Appendix II: Discussion Panel on Evaluation 
Research 
in Generation 
Moderator: Inderjeet Mani 
Evaluation is critical in offering feedback on progress_toboth developers andpotential consumers 
of NLG technology. However, evaluation has thus far not been as well-established in NLG as it 
has become in NLU. This panel will discuss evaluation methods and resources. It is aimed at 
building a better understanding of NLG evaluation methods, and hopefully arriving at steps to 
facilitate future evaluations. 
Applicable evaluation methods can be derived from work in NLG as well as Text Summarization 
and Machine Translation. The evaluation methods include intrinsic methods which test the 
generation system in itself, and extrinsic methods which test the generation system in relation to 
some other task. 
Intrinsic methods can include assessing coverage of different varieties of generation input, the 
quality of the generated output, and comparison of generated output against reference output at 
some level (e.g., by using subjective grading, comparison against templates, or comparing human 
correctness in answering questions based on each type of output, etc.) Of course, a fundamental 
problem in evaluating NLG is that there may be many acceptable outputs. 
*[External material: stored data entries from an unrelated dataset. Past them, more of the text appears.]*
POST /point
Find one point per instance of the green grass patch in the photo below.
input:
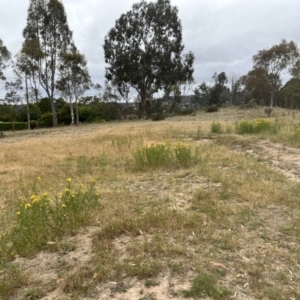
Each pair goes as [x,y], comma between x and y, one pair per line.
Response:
[205,284]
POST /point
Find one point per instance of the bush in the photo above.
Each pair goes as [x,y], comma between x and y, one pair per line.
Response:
[7,126]
[212,108]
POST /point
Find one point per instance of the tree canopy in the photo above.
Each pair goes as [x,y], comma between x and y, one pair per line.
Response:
[144,49]
[274,61]
[74,78]
[46,35]
[4,58]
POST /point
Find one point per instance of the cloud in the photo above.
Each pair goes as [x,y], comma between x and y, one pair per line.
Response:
[223,34]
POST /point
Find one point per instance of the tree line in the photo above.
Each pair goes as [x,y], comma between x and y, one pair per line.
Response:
[144,58]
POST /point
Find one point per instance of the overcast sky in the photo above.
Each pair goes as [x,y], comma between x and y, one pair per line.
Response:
[223,34]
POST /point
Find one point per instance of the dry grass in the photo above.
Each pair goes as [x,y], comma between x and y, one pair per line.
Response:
[224,226]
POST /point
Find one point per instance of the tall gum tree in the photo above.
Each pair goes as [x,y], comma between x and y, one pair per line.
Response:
[144,50]
[274,61]
[74,78]
[47,35]
[4,59]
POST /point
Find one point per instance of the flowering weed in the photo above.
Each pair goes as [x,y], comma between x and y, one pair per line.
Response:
[42,218]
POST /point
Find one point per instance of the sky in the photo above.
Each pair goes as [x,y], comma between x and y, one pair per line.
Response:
[223,34]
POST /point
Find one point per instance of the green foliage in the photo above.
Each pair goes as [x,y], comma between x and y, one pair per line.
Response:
[206,285]
[261,125]
[43,219]
[46,37]
[144,49]
[216,127]
[12,278]
[4,58]
[6,126]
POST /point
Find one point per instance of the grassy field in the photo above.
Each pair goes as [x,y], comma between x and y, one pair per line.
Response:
[202,207]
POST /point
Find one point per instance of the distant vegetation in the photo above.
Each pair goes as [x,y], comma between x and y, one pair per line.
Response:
[147,74]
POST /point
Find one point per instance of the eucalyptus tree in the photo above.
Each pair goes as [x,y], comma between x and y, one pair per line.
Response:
[274,62]
[144,49]
[4,59]
[47,35]
[74,78]
[13,96]
[295,69]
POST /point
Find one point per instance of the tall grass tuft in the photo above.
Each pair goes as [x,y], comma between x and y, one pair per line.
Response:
[164,155]
[261,125]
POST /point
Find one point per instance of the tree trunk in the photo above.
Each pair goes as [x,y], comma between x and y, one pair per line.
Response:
[27,104]
[272,99]
[55,121]
[72,114]
[143,96]
[77,113]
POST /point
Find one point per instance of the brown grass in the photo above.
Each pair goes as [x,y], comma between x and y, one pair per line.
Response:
[231,220]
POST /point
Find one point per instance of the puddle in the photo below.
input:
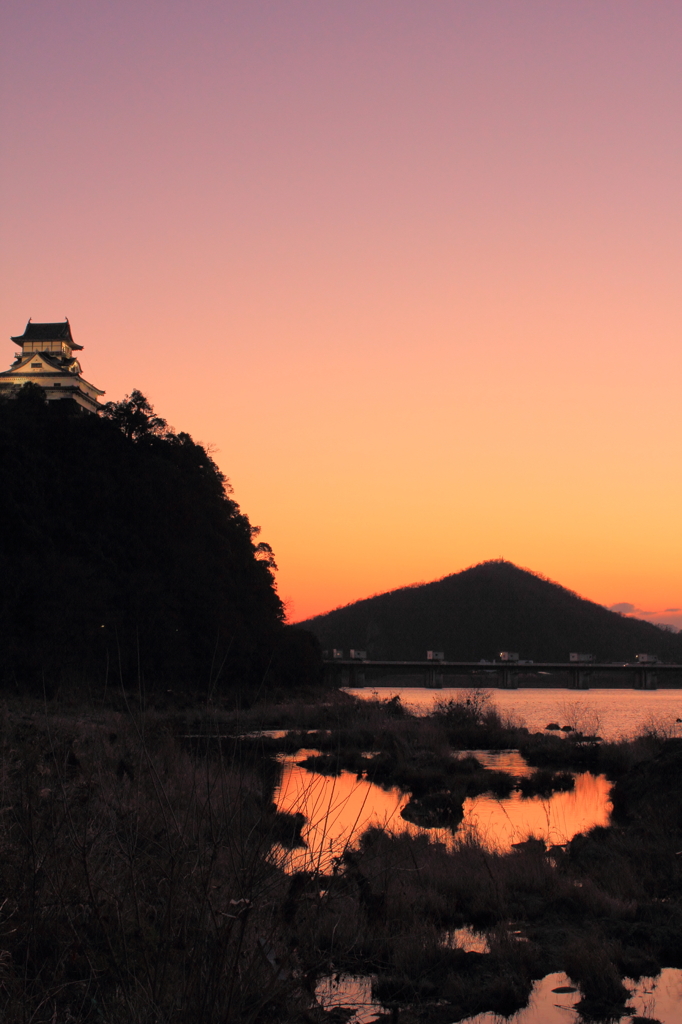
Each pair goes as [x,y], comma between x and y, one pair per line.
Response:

Extrinsic methods can include measuring efficiency in executing generated instructions (e.g., how 
easy was it to install the component by following the generated manual?), assessing the relevance 
of generated output to some information need or goal (e.g., are the generated business letters 
effective?), its impact on a system in which it is embedded (e.g., how much does the generation 
help the question answering system?), measuring the amount of effort required to post-edit the 
output (e.g., how much do the generated briefings need to be fixed up?), etc. 
As the generation technology becomes more mature, it is useful to assess end-user acceptability 
of generated output, extensibility and portability, throughput, cost-benefit measures, etc. it is also 
interesting for evaluations address both features important to the overall task, as well as features 
unique to NL generation. 
Participants will address the following issues: 
1. What evaluation methods are applicable to NLG? 
2. What are the pros and cons of NLG evaluations you have carried out? 
3. Can we construct corpora to help evaluate NLG systems? 
4. What steps can we collectively take to improve the role of evaluation in NLG?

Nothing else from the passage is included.